The Prime Minister had similarly highlighted the need and significance of IT in 2011 while attending the Elets Technomedia Pvt Ltd.’s eIndia 2011 conference as the then Chief Minister of Gujarat.
On the occasion, Modi, as the then Gujarat chief minister, had said: “Gujarat ushered in transparency and accountability in governance through use of Information Technology. When technology becomes a part of your life, it starts driving you. The person, who understands this, can bring change…I believe that IT+IT=IT i.e. Indian talent + Information technology = India Tomorrow. It is my firm belief that our talent will build the future of India with the help of IT.”
(For full speech of 2011 please log on to: http://eindia.eletsonline.com)
On Wednesday, Modi was speaking at the Vigyan Bhawan in New Delhi, as the Supreme Court turned a new chapter in the digital age by launching a computerised case management system — SC Integrated Case Management Information System (ICMIS) which will enable e-filing of cases.
The new system converts and stores in digital format all records filed in the Supreme Court, enabling litigants to track their cases online. Lauding the apex court on achieving this historic milestone, Modi said: “To make new India, change is essential.”
Linking the development with the Government’s big push to realise the Digital India dream, the Prime Minister urged the judiciary to change its mindset and make a shift to digital technology.
Chief Justice of India JS Khehar, on the occasion, said the new system would usher in transparency, ensure a paperless judicial regime and prevent chances of manipulation of records.
At present, advocates in the Supreme Court are allowed to e-file their cases. But the new system will be far different, the CJI explained stating that the litigant would be required to file only the “grounds of appeal” against the High Court order and the case number. The remaining documents (High Court judgment, affidavits filed by either parties) would get electronically transferred to the Supreme Court.
“This system cannot be breached. A system where the documents cannot be manipulated, a system where the records are there for keeps,” The Pioneer quoted the CJI as saying, indicating that the new system will be in place from July 3, the day when the SC will reopen after a summer break.
“I propose to take this system to all the 24 High Courts and then to all the district courts. This means a litigant will file one case only in his lifetime, insofar as the paper book is concerned,” the CJI added.
Besides tracking of a case online, the CJI said, the ICMIS would also allow litigants to calculate the court fees and know the amount to be paid. If there was delay in filing of a case, the new system would show of how many days was the delay and what should be the application.

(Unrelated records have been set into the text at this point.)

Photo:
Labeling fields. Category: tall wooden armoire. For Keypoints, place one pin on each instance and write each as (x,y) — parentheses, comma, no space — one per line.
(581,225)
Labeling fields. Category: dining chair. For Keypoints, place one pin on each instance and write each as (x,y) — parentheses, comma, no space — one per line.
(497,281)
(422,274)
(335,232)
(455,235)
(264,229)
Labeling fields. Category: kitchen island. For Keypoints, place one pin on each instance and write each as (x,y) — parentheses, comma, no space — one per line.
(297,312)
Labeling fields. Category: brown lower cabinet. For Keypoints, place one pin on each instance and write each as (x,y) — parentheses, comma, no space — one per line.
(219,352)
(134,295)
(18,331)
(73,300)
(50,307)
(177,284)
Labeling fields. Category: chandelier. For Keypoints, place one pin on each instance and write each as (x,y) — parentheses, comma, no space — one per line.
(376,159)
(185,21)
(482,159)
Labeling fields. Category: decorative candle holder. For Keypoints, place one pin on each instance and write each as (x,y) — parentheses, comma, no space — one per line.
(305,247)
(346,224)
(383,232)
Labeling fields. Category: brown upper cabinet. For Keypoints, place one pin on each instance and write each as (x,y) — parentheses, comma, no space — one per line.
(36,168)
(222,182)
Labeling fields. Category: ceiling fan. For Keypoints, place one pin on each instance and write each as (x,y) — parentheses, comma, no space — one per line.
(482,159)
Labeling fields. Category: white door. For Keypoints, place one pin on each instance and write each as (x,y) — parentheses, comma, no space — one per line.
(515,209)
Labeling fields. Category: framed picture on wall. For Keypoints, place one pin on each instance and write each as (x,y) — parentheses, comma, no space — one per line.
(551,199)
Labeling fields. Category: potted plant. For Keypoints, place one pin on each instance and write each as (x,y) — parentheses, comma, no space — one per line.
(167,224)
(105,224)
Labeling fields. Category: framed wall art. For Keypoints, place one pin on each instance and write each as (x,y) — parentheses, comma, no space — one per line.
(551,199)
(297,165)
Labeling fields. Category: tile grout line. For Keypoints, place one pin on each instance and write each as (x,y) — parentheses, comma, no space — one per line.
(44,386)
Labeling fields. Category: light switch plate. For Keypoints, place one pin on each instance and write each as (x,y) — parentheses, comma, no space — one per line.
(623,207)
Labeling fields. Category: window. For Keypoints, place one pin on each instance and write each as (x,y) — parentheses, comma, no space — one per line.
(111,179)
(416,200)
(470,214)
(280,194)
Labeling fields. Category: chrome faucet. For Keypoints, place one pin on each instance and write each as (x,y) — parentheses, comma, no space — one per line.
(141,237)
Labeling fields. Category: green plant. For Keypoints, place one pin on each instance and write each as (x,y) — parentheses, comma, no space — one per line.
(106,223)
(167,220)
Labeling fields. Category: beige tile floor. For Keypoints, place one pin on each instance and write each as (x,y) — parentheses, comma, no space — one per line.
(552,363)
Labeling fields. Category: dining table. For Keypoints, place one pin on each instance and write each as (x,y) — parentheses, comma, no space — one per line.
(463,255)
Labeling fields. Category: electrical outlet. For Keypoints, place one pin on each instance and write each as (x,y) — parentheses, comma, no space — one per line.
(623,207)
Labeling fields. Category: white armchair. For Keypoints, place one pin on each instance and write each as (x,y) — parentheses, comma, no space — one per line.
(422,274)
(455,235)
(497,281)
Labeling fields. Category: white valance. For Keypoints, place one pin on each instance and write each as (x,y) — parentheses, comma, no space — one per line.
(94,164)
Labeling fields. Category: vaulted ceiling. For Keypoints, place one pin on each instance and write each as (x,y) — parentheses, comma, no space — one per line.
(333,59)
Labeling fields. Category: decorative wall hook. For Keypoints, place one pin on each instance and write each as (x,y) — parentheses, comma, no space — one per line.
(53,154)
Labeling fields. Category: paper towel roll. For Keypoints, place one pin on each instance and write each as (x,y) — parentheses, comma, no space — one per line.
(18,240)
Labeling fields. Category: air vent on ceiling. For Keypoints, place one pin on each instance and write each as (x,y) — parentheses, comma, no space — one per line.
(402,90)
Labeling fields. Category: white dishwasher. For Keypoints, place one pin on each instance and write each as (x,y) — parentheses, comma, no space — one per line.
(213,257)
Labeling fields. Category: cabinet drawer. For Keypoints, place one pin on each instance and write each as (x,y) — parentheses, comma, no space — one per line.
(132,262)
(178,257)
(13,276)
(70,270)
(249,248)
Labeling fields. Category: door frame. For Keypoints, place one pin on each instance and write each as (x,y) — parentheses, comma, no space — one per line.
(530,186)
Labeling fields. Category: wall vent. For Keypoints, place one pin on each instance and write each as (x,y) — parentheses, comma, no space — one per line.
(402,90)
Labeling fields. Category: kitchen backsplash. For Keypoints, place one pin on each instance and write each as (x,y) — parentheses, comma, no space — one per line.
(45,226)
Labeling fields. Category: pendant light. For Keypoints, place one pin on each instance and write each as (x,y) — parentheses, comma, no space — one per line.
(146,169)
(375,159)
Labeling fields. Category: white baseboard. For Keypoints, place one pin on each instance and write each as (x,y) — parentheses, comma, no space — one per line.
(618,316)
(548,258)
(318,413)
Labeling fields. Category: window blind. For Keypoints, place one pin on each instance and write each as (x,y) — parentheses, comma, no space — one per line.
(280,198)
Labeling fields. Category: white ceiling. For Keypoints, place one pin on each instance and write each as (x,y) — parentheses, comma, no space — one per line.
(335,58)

Meanwhile, the Prime Minister appreciated the apex court’s decision to cut short its vacation and work on holidays, saying: “The country is changing. We are working during holidays. Such a move will restore the public’s faith in the judiciary.”

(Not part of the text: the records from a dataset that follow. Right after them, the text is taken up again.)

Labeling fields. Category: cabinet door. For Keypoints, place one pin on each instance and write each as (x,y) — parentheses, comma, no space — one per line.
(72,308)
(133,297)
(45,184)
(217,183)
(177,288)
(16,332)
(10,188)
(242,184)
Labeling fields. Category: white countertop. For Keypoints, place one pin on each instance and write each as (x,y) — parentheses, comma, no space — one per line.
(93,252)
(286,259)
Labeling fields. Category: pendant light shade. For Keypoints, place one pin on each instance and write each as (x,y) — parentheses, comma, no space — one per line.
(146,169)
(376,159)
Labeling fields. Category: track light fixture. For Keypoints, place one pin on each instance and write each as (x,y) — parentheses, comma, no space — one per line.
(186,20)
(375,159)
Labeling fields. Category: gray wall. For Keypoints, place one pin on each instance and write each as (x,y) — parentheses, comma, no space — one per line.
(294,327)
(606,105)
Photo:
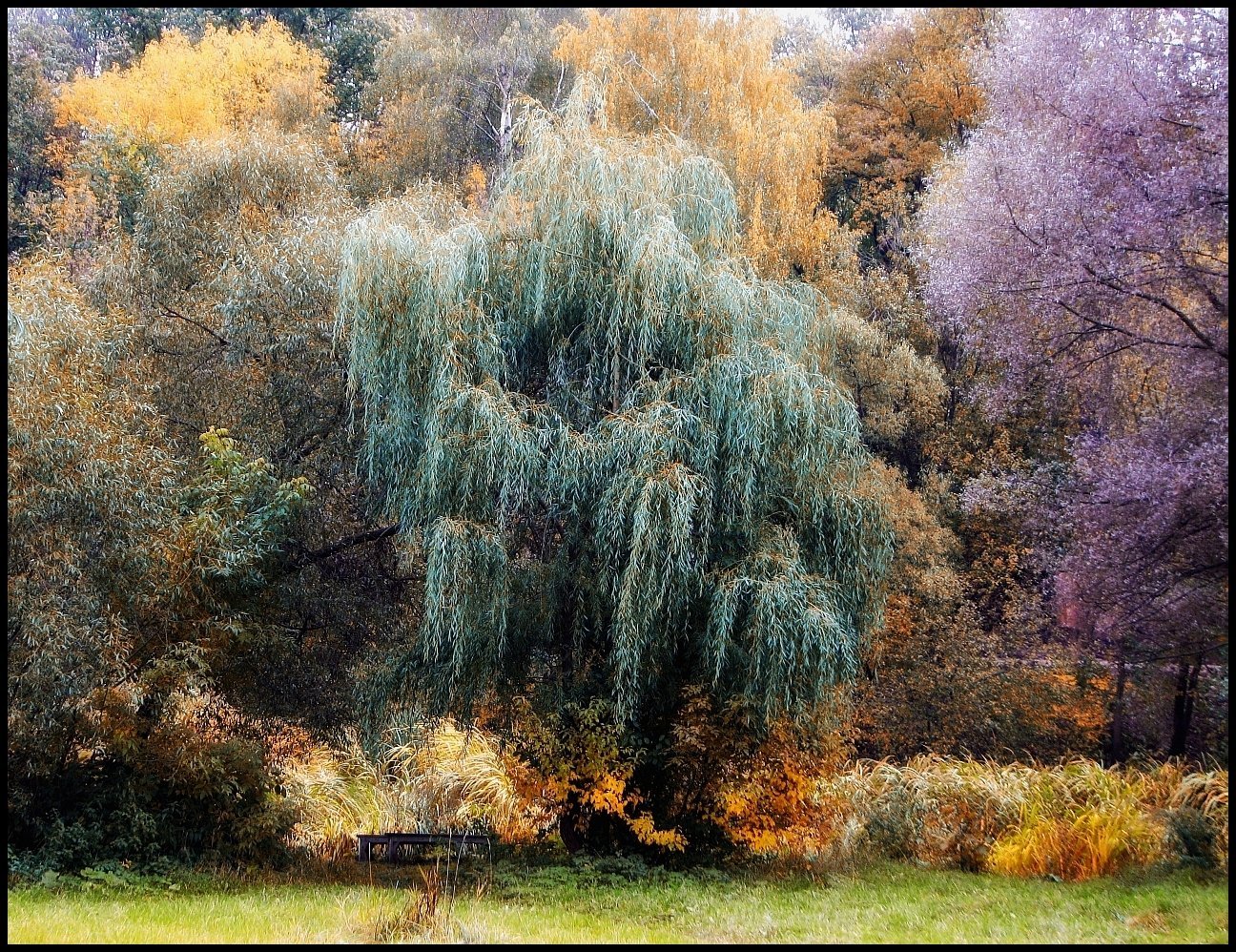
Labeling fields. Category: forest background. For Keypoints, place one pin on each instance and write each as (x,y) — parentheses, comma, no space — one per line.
(885,412)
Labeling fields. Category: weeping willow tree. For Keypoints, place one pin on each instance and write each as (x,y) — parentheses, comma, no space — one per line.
(618,454)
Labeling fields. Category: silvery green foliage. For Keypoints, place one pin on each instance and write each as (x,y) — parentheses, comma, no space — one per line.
(614,447)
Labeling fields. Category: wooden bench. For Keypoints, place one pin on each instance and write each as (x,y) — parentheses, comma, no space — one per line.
(395,843)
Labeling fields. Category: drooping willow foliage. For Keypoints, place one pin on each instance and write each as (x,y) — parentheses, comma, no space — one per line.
(618,453)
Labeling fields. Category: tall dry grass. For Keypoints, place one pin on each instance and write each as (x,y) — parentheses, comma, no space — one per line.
(443,780)
(1072,821)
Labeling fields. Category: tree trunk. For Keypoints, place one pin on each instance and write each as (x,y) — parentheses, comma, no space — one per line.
(1182,706)
(1116,751)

Modi also appealed to the legal fraternity to make the “Pro Bono” electronic interface introduced by the Union Law Ministry a success by registering with it. Referring to the change that the country was witnessing, he said, “On my request, lakhs of citizens gave up their LPG subsidy and gynaecologists agreed to treat poor pregnant women on the ninth of every month.”
He urged the lawyer community to assist the Government’s attempt to provide free and effective legal aid to underprivileged litigants.
Adding another dimension to the need for digitalisation, the Prime Minister said a paperless regime was eco-friendly as it would save millions of litres of water and thousands of trees. This money could, in turn, be used to build homes for the poor and construct new schools.
Speaking during the programme, Supreme Court Judge J Chelameswar, also underlined that every case filed in the SC consumes a huge quantity of paper and “such a step will reduce the damage caused to the environment”.